Bungie hat die Bedenken der Spieler bezüglich der Monetarisierungsstruktur von Marathon anerkannt und bestätigt, dass eine Überprüfung läuft. Spezifische Änderungen am In-Game-Store wurden noch nicht detailliert, aber das Studio hat signalisiert, dass Anpassungen in zukünftigen Updates über den ersten Patch hinaus erfolgen werden.
Wird der erste Marathon-Patch das Spiel leichter machen?

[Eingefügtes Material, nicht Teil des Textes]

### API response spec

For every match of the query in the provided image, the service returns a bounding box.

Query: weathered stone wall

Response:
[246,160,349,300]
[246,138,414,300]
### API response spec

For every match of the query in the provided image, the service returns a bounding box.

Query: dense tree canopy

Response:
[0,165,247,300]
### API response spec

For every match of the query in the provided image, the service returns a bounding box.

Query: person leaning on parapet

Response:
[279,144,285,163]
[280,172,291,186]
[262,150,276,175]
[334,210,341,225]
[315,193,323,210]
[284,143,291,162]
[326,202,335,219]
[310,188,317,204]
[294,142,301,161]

Ja. Bungie bestätigte, dass der erste Patch für Marathon Anpassungen am Schwierigkeitsgrad enthält, die darauf ausgelegt sind, die Hürde für Spieler zu senken, insbesondere für diejenigen, die neu im Extraction-Shooter-Genre sind. Die Änderungen sollen die Zugänglichkeit verbessern, ohne die Kernherausforderung des Spiels zu entfernen.
Hat Bungie schon früher auf Monetarisierungs-Backlash in seinen Spielen reagiert?
Bungie hat eine Historie darin, Monetarisierungs- und Progressionssysteme in Destiny 2 nach Community-Feedback zu überarbeiten, einschließlich Änderungen an saisonalen Content-Modellen und In-Game-Ökonomien. Diese Erfolgsbilanz prägt die Art und Weise, wie viele Spieler die Reaktion des Studios auf die Marathon-Kritik interpretieren.